1. Charter Enforcement:

The Charter Board hears and decides all cases alleging violations of the Charter or Administrative Code. The only cases excluded from the jurisdiction of the Board are those complaints which pertain to, or are governed by the Ethics Code or the Personnel Code (reference Charter Section 1201). Upon receipt of complaints, through its Investigative Officer, the Board is authorized to determine jurisdiction, conduct investigations, refer cases for prosecution, issue binding opinions, and impose penalties and administrative fines. If necessary, the Board may also institute appropriate civil or equitable action to enforce its Final Order.
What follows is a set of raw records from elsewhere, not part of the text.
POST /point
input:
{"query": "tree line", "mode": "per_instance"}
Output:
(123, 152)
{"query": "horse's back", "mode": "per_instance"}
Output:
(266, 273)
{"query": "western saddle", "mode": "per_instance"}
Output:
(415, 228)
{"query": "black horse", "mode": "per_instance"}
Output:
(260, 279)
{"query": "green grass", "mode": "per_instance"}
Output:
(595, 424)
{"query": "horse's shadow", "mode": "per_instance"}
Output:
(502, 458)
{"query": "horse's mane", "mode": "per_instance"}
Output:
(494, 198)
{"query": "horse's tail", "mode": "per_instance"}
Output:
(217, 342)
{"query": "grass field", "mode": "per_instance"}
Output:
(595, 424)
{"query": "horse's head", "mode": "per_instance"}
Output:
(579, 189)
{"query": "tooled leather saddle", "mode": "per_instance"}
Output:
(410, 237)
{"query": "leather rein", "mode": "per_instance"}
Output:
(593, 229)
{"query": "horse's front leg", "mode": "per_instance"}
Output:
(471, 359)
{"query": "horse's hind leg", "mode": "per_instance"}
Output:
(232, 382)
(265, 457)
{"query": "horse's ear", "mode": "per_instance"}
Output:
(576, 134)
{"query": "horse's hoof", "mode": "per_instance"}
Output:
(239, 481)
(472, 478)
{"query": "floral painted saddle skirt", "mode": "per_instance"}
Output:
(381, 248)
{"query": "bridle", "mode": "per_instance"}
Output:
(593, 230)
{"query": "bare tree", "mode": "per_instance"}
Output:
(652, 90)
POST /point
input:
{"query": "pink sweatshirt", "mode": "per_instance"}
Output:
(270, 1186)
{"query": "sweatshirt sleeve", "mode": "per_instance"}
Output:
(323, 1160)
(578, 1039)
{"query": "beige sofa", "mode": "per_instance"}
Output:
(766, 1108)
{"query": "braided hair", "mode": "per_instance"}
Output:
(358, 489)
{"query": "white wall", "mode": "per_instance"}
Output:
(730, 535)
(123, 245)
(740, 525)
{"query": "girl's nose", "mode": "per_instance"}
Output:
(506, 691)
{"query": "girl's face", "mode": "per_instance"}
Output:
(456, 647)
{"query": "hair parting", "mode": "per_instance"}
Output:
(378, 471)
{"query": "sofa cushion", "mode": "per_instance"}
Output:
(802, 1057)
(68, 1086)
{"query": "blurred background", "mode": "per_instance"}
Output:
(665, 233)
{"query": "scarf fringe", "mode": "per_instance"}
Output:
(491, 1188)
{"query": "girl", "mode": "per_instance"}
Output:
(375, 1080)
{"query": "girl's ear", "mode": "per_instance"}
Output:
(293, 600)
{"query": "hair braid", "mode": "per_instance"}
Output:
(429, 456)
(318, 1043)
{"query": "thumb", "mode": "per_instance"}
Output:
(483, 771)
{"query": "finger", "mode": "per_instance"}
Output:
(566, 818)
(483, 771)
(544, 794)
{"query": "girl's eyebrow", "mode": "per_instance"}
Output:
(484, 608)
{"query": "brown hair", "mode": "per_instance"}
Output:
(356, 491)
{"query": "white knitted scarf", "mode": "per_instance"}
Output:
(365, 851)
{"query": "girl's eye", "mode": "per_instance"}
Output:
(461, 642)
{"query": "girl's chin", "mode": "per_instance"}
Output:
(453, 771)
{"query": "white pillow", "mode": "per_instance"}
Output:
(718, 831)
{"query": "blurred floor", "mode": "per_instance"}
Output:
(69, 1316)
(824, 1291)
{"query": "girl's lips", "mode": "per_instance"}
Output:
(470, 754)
In practical execution, the Board strives to prohibit commingling of its adjudicatory and prosecutorial functions. Complaints are received and reviewed by a contracted Investigative Officer, who determines jurisdiction, conducts all investigations, and issues a written report of findings. Board members review the findings report, preside over evidentiary hearings, and decide, by majority vote, whether a violation of the Charter or Administrative Code has occurred. Their determination, called the Final Order, includes the findings of fact and conclusions of law which support the determination, and outlines the relevant factors considered in imposition of penalties and/or fines. The entire process, from receipt of complaint to Final Order, should be complete within eight months.

Finally, any person aggrieved by an adjudication of the Charter Board has a right to appeal to the Berks County Court of Common Pleas. Any person who prevails in adjudication against the City (including its officers or agents) to enforce the Charter or Administrative Code is entitled to recover all reasonable attorney fees and costs incurred by the action.

2. Advisory Powers:

The Board may render advisory opinions concerning matters of home rule or enforcement of the City Charter at the written request of any public official or city employee. The Board may also render advisory opinions on its own motion, if it deems such action to be in the public interest. Advisory opinions are issued no later than 30 days following the receipt of the written request.

3. Charter Education:

The Board directs and administers a required orientation regarding the Home Rule Law, the City Charter, the City Administrative Code, and the Ethics Code for all newly elected City officials. The Board typically conducts this orientation with assistance from the Pennsylvania Department of Community and Economic Development, the State and County Bar Associations, and the Ethics Board.

Additionally, the Board seeks to proactively educate and keep before the public and members of City government their rights, duties, and obligations under the City Charter and Administrative Code. To this end, the Board has undertaken a variety of educational approaches, such as sponsoring a bi-monthly television program on local cable, encouraging public participation in its required orientation course, speaking on Charter related matters within the community, and formatting written educational materials.